Скрипач в переходе

Роман Моськин
Скрипач Владлен Симонов играет в переходе с Замоскворецкой на Кольцевую почти каждый вечер. Возвращаясь с работы, я раз за разом останавливаюсь неподалёку, и вслушиваюсь в звуки скрипки, и оркестра из его телефона, усиленного колонками.
Владлен – мужчина среднего роста, около сорока лет; взглядом и манерой держать себя производит впечатление меланхоличного и несколько замкнутого человека. Очевидно, он вырос в интеллигентной семье – тем большего стоят усилия, наделяющие его властью «рассекать» людской поток взмахами смычка. Скрипач всегда одет в костюм; пиджак расстёгнут. На лоб его падает короткая тёмная чёлка, взгляд отстранённо скользит над головами… Его движения, а за ними и мелодии, характеризуются плавностью, «причёсанностью», и …отсутствием куража. В тоже время его музыка звучит живо, вызывая желание слушать...

Мимо текут люди – банальное, но в тоже время и самое «правильное» выражение. Люди огибают в своем плавном и стремительном движении скрипача, меня, друг друга… Они торопятся. Торопятся домой, к тем, кто их ждёт, …или просто домой. Некоторые, не останавливаясь, достают на ходу несколько монет, и кладут (а чаще – швыряют) в футляр (из-под скрипки) для денег. Две-три монетки, редко больше, но в футляре их набирается изрядная горка (музыкант периодически её разравнивает).

А люди спешат. Редко-редко кто-нибудь останавливается перед музыкантом на минуту-другую. В основном – это бомжи, или пьяные. Те, кому не к кому спешить. Те, кого никто не ждёт. Только такие люди, видимо, могут позволить себе знакомство с чем-то случайно новым, привлёкшим их внимание. Впрочем, внимания их хватает ненадолго, и они плетутся дальше, ощущая, может быть, не ясную им самим смесь удовлетворения и недоумения.

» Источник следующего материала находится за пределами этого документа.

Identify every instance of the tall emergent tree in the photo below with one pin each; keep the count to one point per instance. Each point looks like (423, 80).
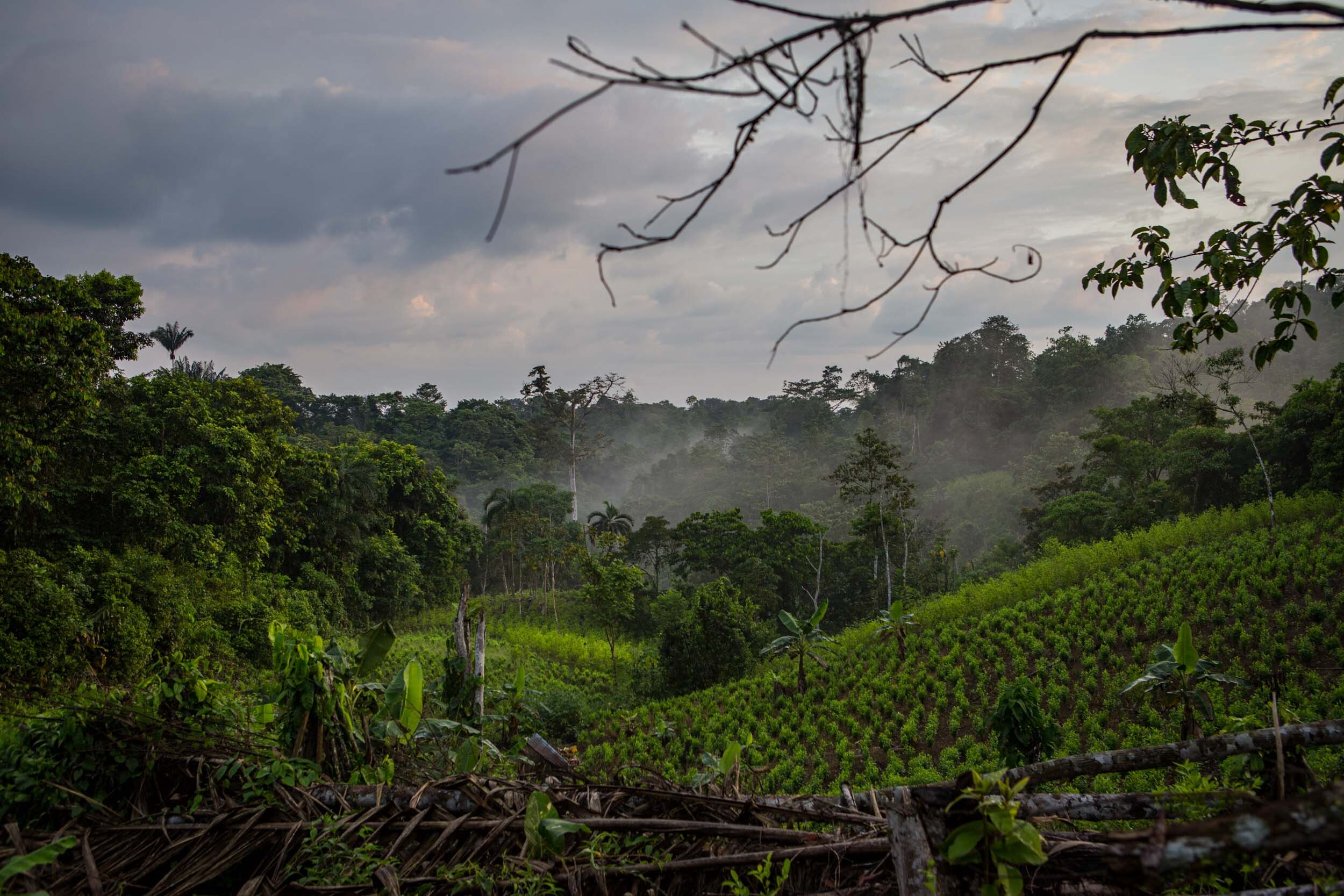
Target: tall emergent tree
(173, 338)
(58, 340)
(654, 540)
(874, 476)
(569, 410)
(609, 586)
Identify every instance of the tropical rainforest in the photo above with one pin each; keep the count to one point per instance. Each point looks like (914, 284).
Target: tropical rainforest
(229, 601)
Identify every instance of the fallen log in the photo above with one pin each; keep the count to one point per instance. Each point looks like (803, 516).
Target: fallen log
(910, 849)
(1104, 806)
(1316, 734)
(1316, 820)
(641, 825)
(877, 847)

Я вслушиваюсь в звуки, лелея ощущение, что они проникают в меня и трогают мою душу. Если говорить точнее, мне рисуется, будто звуки, вылетающие из-под смычка, могут иллюстрировать …полёт души. Ещё точнее – олицетворять биение жизни, танец или сражение личности на жизненном пути с превратностями судьбы. Иногда я представляю словно это моя душа то взлетает – на высоких нотах, то падает, и бьётся, бьётся, бьётся, стремясь к чему-то, наперекор всему. Для своей души мне хочется иллюстраций быстрых, стремительных, похожих на «Шторм» Ванессы… А нередко я представляю, что звуки скрипки – это танец или полет души самого скрипача. И тогда я ему сопереживаю. Как правило, эти звуки – не слишком …выдающиеся, не слишком гармоничные (для моего дилетантского уха), но всё равно – смелые, самобытные. Я радуюсь за него, за то, что он имеет смелость быть таким: может позволить себе быть не слишком выдающимся, но самобытным.

У меня «на вооружении» уже давно стоит мысль: «Через пение птички можно научиться большему, чем прослушав иной курс лекций». Вслушиваясь в звуки скрипки, я нахожу удивительное подтверждение этой метафоре. Так, подойдя однажды к скрипачу поближе, я был потрясён пронзительностью звуков. Вблизи скрипка пела, пищала, визжала – мощно, яростно, проникающе. А сквозь людской поток столь многоцветных звуков не было и в помине. Ещё я заметил, что музыканту было очень важно вплести свою игру в музыкальный фон, звучавший из его колонок. Я даже заподозрил, что не так важно, какая именно музыка звучит в качестве фона, а также не принципиальна и мера таланта самого скрипача. Зато музыканту необходимо верно встраивать, гармонично вплетать свои звуки в общую канву мелодии.

Я ухожу, каждый раз не дослушав мелодии до конца. Мне хочется, чтобы она продолжала звучать во мне, чтобы не прекращал «биться, виться обезумевший смычёк», чтобы душа снова падала, и снова взлетала, в своем стремлении воплотить мечту. Ухожу, осознавая – фон может быть любым, но меру безумия своего смычка, к счастью, каждый волен определять сам.